Time to Blow Up the SOC?

Your Security Operations Center (SOC) is barraged with so many alerts that your team may be shell shocked into believing that they are under a constant and unmanageable assault. Indeed, they are under siege – from a constant barrage of data. Alert fatigue is not just some industry buzz phrase – it’s a very real phenomenon that even the most well-resourced SOC teams find themselves facing.

A recent report found that 10 percent of SOC teams are inundated with more than 15,000 security alerts each and every day. And according to a Ponemon survey of IT security professionals, 37 percent of respondents faced more than 10,000 alerts per day and more than half of those were false positives, which can easily cost organizations thousands of wasted hour and millions of wasted dollars every year. Realistically, many “true positives” are for security events with incredibly low value, such as reconnaissance scans. Most scans don’t turn into an issue, and the ones that do often don’t correlate with any information that can be used to defend against the attack.

And, it’s pretty common to miss the signal through the noise—spending too much time on the low value stuff, and missing the actual attacks.

The model of gathering as many logs as possible and sending them off to be centrally analyzed is like trying to find needles in haystacks by gathering all the hay you can find in a 10 mile radius.  You could make a case for it around completeness and the ability to apply analytics, but in reality it turns out to be a horrible approach.   And when the approach does identify an attack, it tends to be hours or even days after the attack has taken hold.

The problem of false positives is much bigger than wasted resources. Anyone who remembers the tale of The Boy Who Cried Wolf can tell you that being desensitized to alarm bells can have devastating consequences. Consider that nearly one third of IT professionals admit to ignoring security alerts altogether because they are so inundated. In a nutshell, the landscape is changing at light speed, the current model is largely broken and a drastically new approach is in order.

So, if your SOC team is spending their day sorting through thousands of false and near-valueless alerts, while missing real attacks, it’s critical to ask a very basic-but-important question: do you really need a security operations center, or are you just wasting time and money? There are certainly practical arguments to be made in favor of the SOC and many organizations require one – or at the very least might consider their MSP options – given the current landscape.

Conventional wisdom is that if the threat of a breach is keeping your c-suite awake at night, a security operations center is probably a good idea. The intentions of those who have relied on the SOC model are certainly on target, as are the goals of their teams themselves. However, the fears keeping your c-suite awake at night are as likely caused by false alarms as they are by the media’s fever-pitched coverage of overhyped threats and breaches.

It’s certainly unrealistic to forego security operations, but it’s important to look at the root causes for failure, and ask if we can transform the model.

The primary problem is the quality of data. Today, even after all the raw data coming from around the network goes through a best-of-breed correlation and analysis engine, SOC teams will still find themselves drowning in a sea of alerts. The signal-to-noise ratio in security appliances is the main culprit and as the number of alerts increase, the problem is only going to get worse. Companies will need to find a way to move toward detection approaches with much lower noise levels – meaning they can no longer afford to rely on a shift away from appliances.

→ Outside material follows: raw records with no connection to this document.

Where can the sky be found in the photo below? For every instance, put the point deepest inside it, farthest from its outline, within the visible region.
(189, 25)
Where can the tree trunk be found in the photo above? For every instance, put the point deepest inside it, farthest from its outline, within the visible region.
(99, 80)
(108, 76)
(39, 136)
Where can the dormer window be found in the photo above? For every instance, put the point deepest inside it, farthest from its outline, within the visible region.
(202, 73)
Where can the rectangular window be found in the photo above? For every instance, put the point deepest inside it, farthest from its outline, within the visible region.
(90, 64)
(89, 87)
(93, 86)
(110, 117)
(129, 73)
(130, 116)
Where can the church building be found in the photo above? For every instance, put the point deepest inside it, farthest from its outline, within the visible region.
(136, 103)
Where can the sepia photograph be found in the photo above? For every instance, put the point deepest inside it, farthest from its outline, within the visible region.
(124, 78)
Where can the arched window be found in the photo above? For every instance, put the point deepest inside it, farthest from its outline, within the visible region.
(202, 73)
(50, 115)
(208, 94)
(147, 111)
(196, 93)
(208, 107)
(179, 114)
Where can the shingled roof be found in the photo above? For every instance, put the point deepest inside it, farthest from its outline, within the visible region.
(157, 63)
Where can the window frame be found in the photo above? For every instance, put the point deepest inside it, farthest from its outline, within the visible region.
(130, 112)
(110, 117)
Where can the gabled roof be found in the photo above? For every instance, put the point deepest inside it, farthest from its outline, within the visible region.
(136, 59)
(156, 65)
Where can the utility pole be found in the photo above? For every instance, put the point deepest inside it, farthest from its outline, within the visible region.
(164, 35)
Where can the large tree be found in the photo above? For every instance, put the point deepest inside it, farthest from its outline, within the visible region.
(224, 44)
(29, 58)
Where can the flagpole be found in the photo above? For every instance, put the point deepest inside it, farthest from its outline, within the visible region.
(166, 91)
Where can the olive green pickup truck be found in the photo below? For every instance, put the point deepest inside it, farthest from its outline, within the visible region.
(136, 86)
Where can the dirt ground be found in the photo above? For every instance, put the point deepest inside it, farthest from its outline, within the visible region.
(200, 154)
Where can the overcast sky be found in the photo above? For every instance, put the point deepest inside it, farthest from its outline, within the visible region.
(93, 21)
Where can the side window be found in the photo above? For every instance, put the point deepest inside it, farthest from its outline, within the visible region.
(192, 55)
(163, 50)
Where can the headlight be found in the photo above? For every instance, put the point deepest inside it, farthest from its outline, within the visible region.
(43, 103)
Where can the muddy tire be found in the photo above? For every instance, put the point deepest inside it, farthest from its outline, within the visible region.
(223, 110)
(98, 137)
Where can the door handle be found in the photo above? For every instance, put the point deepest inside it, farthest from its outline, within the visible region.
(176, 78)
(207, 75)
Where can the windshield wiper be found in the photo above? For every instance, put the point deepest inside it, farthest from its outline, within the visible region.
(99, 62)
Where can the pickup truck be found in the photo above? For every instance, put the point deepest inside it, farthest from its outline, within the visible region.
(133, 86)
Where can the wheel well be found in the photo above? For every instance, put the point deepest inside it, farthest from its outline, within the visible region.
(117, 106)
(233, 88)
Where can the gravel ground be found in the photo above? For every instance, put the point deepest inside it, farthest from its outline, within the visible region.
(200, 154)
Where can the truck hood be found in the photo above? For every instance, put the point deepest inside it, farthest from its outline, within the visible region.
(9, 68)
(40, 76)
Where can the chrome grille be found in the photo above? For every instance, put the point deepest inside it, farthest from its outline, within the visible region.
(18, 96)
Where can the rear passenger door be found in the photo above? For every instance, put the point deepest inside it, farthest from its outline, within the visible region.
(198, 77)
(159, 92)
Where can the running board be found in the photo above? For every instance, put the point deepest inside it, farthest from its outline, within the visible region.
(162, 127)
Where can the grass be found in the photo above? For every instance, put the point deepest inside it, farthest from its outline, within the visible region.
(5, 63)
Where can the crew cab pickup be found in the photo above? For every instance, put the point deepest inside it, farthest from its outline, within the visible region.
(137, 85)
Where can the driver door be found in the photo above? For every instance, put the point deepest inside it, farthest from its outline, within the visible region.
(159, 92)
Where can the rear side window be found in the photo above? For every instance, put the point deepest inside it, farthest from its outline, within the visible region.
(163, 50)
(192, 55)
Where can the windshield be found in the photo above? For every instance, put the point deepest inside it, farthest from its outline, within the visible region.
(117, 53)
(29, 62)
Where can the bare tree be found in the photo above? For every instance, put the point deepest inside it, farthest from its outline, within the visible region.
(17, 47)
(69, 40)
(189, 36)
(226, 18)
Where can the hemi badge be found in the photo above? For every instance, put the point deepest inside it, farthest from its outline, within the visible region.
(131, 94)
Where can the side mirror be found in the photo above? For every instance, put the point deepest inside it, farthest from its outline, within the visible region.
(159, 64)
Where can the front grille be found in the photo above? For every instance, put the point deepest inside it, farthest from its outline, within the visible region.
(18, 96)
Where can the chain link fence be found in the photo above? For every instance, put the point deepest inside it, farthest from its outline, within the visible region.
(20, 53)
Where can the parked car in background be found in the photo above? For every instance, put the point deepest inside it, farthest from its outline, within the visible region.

A secondary problem is improper staffing.  Every SOC in the world is chronically understaffed, and would be even if the alert volume were halved.  When the industry talks about there being over a million unfilled cybersecurity jobs, with that number burgeoning to 6 million by the end of the decade, most experts except the bulk of those jobs to be in a SOC.   It should be clear that, with our current approach to SOC operations, there will never be enough people for the job.

This is why much of your evaluation process should be automated. Burden your technology with the task of vetting alarm bells, so that your most seasoned analysts can spend their valuable time evaluating the most likely and interesting threats, while monitoring the truly critical events in real time.  Investing heavily in automation will ultimately allow SOCs to run with far fewer, much more highly skilled resources.

If you were to manage your detection at the machine-level, the problem of data overload and false alerts would largely disappear. On a machine, you have visibility into what’s happening on the file system, what’s happening in memory, what’s happening in the OS, and even what’s happening in the application (for common applications). That’s far more telemetry data to pick out signals and ignore the noise – as long as the data is used wisely.

While large enterprises may not be ready to shutter the windows of their SOCs quite yet, it’s important to take the most proactive approach to security alerts possible to maximize whatever resources are available to those teams and your organization. That means that neither your IT team nor your SOC can afford to waste time and effort pouring over alerts to determine which are real and which are not. In short, if something triggers an alarm, shoot first and ask questions later. This approach will help to eliminate the waste of countless hours investigating false alarms.